My question is: Which exception was generated when subq $5555555, %rsp is invoked? I suggest it would be "stack fault" exception but I did not find exact proof for it.

2
linuxassemblylinux-kernelx86-64
x86 doesn't even have these registers... perhaps you used the wrong architecture tag? - Ben Voigt
@Ben Voigt I have Intel® Core™ i3-2328M CPU @ 2.20GHz × 4, so it's x86 registers. - uintptr_t
RSP is not an x86 register... it's available on your CPU only in long mode, which is not x86. - Ben Voigt
@MartinRosenau: Yes, and there is a tag x86_64 for that. - Ben Voigt
@glglgl Thank you. I moved "update" section to answer. - uintptr_t

2 Answers

3
votes

I figured it out. First of all, subtracting rsp register does nothing. Second, when we try to write to non-mapped stack area "minor page fault" exception handler is invoked in kernel space. Then this page fault handler checks whether it was legal write or non-legal. I think page fault handler compares with current stack pointer of the thread (in our case it's saved value rsp register). If address where process try to write is upper than current stack pointer then page fault handler expand process's virtual address space and maps this virtual page to physical page, otherwise handler sends SIGSEGV to the process.

I examined the following fragment by using GDB and /proc/[pid]/maps:

subq    $1500016, %rsp
movq    %fs:40, %rax
movq    %rax, -8(%rbp)
xorl    %eax, %eax
movb    $44, -1500016(%rbp)
movb    $55, -1100016(%rbp)
movb    $66, -600016(%rbp)

When subq $1500016, %rsp is invoked stack address range isn't changed. But when first write happens by movb $44, -1500016(%rbp), stack address range is expanded as I explained above.

0
votes

There is no exception on that line.

However, memset's prologue code will cause an access violation when it tries to preserve registers by saving them to the stack, as the stack pointer is invalid.
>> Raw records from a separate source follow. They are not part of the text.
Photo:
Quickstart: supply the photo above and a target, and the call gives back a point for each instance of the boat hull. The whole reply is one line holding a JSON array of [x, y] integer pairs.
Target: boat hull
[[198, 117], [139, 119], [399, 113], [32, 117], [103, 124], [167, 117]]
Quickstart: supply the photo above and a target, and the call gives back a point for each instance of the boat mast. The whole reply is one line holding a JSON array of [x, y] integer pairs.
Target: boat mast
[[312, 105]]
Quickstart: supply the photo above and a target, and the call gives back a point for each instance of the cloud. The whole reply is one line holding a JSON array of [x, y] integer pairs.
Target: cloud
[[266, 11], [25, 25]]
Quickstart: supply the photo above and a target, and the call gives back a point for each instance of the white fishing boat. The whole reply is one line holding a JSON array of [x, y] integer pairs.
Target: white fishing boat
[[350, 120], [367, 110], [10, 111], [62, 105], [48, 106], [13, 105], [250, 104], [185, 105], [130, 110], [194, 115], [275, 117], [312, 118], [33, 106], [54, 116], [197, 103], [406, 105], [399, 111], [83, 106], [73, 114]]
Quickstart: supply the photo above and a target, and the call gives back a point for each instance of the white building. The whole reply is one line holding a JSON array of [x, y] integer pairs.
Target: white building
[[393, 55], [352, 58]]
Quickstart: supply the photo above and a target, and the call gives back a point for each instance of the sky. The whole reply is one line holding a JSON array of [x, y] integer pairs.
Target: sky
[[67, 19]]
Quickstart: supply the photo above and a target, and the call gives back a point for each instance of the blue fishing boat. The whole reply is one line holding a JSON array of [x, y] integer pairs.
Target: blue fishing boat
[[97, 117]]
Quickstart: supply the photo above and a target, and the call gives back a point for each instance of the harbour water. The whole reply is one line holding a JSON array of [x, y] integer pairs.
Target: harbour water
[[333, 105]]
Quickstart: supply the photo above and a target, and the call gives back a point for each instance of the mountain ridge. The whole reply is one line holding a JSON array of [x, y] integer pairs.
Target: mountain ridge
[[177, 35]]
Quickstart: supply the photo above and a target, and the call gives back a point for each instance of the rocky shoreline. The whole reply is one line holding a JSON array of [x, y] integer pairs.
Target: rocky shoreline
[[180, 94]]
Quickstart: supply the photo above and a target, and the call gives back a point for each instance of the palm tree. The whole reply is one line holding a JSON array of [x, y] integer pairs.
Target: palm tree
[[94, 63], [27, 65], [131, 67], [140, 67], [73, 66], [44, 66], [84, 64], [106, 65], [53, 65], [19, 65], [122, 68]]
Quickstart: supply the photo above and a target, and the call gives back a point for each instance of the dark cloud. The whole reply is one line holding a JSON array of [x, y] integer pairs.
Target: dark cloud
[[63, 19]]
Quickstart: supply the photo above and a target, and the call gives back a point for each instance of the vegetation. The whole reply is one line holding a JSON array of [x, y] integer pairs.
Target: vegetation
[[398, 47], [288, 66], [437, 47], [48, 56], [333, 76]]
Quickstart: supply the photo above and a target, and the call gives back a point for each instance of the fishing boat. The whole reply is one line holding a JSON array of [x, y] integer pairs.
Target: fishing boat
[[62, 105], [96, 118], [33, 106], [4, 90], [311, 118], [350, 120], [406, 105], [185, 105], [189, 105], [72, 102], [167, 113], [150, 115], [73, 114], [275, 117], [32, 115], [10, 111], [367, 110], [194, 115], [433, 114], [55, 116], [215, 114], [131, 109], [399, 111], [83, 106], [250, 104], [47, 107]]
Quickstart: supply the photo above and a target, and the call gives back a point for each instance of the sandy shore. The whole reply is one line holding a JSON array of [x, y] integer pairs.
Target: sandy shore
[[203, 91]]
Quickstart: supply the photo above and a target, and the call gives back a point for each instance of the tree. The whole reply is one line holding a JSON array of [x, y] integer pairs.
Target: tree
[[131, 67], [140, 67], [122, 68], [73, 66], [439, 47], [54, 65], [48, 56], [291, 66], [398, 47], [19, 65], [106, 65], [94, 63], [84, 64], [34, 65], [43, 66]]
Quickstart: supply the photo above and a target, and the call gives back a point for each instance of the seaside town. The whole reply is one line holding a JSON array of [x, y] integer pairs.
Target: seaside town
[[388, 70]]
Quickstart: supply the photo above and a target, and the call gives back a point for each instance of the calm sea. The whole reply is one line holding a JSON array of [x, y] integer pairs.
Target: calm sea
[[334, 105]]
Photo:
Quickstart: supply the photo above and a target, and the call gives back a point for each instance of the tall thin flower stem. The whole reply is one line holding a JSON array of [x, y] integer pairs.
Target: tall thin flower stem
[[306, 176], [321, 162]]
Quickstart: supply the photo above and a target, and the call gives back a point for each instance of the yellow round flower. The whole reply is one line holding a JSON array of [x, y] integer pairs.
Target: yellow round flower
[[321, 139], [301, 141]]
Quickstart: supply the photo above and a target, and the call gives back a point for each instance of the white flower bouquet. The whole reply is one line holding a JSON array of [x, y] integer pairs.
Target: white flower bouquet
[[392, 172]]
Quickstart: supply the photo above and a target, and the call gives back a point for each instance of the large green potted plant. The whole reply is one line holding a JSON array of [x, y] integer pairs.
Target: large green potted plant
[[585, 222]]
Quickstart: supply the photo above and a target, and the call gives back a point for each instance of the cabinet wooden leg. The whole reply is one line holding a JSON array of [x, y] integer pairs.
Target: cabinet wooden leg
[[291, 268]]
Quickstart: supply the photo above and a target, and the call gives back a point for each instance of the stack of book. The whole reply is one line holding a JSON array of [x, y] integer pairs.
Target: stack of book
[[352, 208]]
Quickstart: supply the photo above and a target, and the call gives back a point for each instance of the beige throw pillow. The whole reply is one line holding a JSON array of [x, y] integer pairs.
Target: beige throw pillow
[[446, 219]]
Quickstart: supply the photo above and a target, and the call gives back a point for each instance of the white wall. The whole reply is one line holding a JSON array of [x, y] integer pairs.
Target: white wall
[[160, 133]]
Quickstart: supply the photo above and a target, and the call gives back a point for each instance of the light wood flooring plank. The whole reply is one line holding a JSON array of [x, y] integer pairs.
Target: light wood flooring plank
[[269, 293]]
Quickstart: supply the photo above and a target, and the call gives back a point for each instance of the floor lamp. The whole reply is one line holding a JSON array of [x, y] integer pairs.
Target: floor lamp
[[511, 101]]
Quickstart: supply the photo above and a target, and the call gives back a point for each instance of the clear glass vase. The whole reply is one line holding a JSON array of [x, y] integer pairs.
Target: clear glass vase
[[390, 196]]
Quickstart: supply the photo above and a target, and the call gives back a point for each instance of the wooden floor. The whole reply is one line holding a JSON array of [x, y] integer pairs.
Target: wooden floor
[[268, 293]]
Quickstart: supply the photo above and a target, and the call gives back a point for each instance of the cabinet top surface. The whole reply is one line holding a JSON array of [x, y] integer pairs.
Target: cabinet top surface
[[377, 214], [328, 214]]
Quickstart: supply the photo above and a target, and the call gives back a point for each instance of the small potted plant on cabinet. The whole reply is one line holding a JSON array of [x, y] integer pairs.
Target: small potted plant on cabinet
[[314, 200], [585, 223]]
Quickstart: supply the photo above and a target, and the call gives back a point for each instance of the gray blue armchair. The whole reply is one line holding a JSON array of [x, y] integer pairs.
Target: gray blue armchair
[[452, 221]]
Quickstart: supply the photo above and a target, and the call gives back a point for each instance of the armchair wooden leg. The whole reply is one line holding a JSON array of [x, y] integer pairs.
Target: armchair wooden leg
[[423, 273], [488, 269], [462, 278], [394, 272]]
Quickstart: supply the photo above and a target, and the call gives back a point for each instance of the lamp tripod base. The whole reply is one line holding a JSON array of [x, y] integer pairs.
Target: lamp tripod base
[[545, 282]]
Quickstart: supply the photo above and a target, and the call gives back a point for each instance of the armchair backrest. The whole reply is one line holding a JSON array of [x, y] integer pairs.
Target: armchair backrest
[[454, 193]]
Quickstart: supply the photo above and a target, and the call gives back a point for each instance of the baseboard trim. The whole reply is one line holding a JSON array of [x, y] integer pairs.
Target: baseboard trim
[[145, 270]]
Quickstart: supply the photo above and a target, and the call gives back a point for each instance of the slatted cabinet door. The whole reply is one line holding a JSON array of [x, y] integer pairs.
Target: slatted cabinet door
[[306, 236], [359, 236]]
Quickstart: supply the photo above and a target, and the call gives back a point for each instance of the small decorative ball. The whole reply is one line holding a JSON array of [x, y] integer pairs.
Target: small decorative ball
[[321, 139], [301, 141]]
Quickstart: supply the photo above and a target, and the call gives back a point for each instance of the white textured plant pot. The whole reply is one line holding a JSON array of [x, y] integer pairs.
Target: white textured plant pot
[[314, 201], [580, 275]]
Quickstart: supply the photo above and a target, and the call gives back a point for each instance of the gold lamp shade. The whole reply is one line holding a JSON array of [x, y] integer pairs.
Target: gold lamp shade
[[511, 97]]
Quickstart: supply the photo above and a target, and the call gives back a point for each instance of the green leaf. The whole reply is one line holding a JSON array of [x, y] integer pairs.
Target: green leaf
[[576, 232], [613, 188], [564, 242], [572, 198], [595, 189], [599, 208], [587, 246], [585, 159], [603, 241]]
In most environments, there is only a single guard page that triggers additional stack pages to be committed. In that case the access violation will not be handled by growing the stack, the program will simply crash.

In case your OS actually does handle the access violation caused during register save, it will commit all the intervening pages of stack and retry the operation (the PUSH instruction). Then those intervening pages will be successfully written by the loop inside memset.

Of course, if the subtraction causes RSP to point outside the address space reserved for stack growth, all bets are off. You could even cause the stack of some other thread to grow.